**** This notebook is written in Google Colab ****

# Settings

In [5]:
!pip install gensim



In [6]:
import pandas as pd
from sklearn.model_selection import train_test_split
import pickle
import re
import numpy as np
from nltk.tokenize import word_tokenize
from nltk.corpus import stopwords
from gensim.models import FastText
import nltk
nltk.download('punkt')
nltk.download('stopwords')
nltk.download('punkt_tab')

[nltk_data] Downloading package punkt to /root/nltk_data...
[nltk_data]   Unzipping tokenizers/punkt.zip.
[nltk_data] Downloading package stopwords to /root/nltk_data...
[nltk_data]   Unzipping corpora/stopwords.zip.
[nltk_data] Downloading package punkt_tab to /root/nltk_data...
[nltk_data]   Unzipping tokenizers/punkt_tab.zip.


True

In [2]:
from google.colab import drive
drive.mount('/content/drive')

Mounted at /content/drive


# Train and Save Model

In [None]:
with open("/content/drive/MyDrive/hateslop_final/res/corpus.pkl","rb") as f:
    corpus = pickle.load(f)

In [None]:
# 샘플 향수 설명 데이터
corpus = corpus

# 전처리 함수 (소문자 변환, 특수 문자 제거, 불용어 제거)
def preprocess_text(text):
    text = text.lower()  # 소문자 변환
    text = re.sub(r"[^\w\s]", "", text)  # 특수 문자 제거
    words = word_tokenize(text)  # 단어 토큰화
    words = [word for word in words if word not in stopwords.words("english")]  # 불용어 제거
    return words

# 모든 문장 전처리 적용
tokenized_corpus = [preprocess_text(sentence) for sentence in corpus]

# FastText 모델 학습
fasttext_model = FastText(sentences=tokenized_corpus, vector_size=100, window=5, min_count=1, sg=1, workers=4)

# 모델 저장
fasttext_model.save("/content/drive/My Drive/hateslop_final/fasttext_perfume.model")

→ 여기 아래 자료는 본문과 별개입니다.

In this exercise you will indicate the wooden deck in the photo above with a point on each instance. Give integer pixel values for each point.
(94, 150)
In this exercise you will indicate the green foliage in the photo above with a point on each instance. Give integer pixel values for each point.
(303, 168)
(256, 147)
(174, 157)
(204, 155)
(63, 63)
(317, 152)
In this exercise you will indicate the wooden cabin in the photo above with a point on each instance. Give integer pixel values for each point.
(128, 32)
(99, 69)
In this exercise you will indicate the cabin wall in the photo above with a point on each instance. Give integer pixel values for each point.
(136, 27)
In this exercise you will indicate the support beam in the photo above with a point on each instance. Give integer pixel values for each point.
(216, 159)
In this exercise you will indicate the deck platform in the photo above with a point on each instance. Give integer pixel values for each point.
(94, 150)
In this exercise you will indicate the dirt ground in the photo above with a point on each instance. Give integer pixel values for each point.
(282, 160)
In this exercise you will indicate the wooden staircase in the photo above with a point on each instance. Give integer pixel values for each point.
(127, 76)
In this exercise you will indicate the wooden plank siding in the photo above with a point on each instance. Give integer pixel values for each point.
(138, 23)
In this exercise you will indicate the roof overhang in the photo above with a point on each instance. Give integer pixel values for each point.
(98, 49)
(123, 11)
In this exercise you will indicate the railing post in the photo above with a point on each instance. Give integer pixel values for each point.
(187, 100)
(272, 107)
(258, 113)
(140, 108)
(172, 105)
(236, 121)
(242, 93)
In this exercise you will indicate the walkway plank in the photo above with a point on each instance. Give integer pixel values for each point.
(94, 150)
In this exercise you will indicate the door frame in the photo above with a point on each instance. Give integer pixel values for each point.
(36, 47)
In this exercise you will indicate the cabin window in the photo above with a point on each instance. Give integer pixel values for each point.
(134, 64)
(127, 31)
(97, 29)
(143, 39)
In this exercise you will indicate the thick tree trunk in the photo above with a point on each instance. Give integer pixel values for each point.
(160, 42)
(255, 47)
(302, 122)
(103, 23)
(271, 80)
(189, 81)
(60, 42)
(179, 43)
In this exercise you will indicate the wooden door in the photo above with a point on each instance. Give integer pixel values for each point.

[nltk_data] Downloading package punkt to /root/nltk_data...
[nltk_data]   Unzipping tokenizers/punkt.zip.
[nltk_data] Downloading package stopwords to /root/nltk_data...
[nltk_data]   Unzipping corpora/stopwords.zip.
[nltk_data] Downloading package punkt_tab to /root/nltk_data...
[nltk_data]   Unzipping tokenizers/punkt_tab.zip.


# Upload Model

In [7]:
# 모델 불러오기
fasttext_model = FastText.load("/content/drive/My Drive/hateslop_final/fasttext_perfume.model")

In [8]:
# 'vanilla'과 가장 유사한 향료 5개 찾기
similar_notes = fasttext_model.wv.most_similar("vanila", topn=5)

print(similar_notes)

[('interlaced', 0.9997525811195374), ('smoky', 0.9996361136436462), ('driftwood', 0.9993314146995544), ('interwoven', 0.9993111491203308), ('richer', 0.9991893172264099)]


In [9]:
# 입력된 노트
input_notes = {"bergamot", "vanilla", "ceder", "patchuli", "vetiver"}

# 입력 노트와 유사한 향료 찾기
expanded_notes = set(input_notes)
for note in input_notes:
    try:
        similar_words = fasttext_model.wv.most_similar(note, topn=3)  # 각 노트별 유사한 단어 3개씩 추가
        expanded_notes.update([word[0] for word in similar_words])
    except KeyError:
        print(f"{note} not in vocabulary")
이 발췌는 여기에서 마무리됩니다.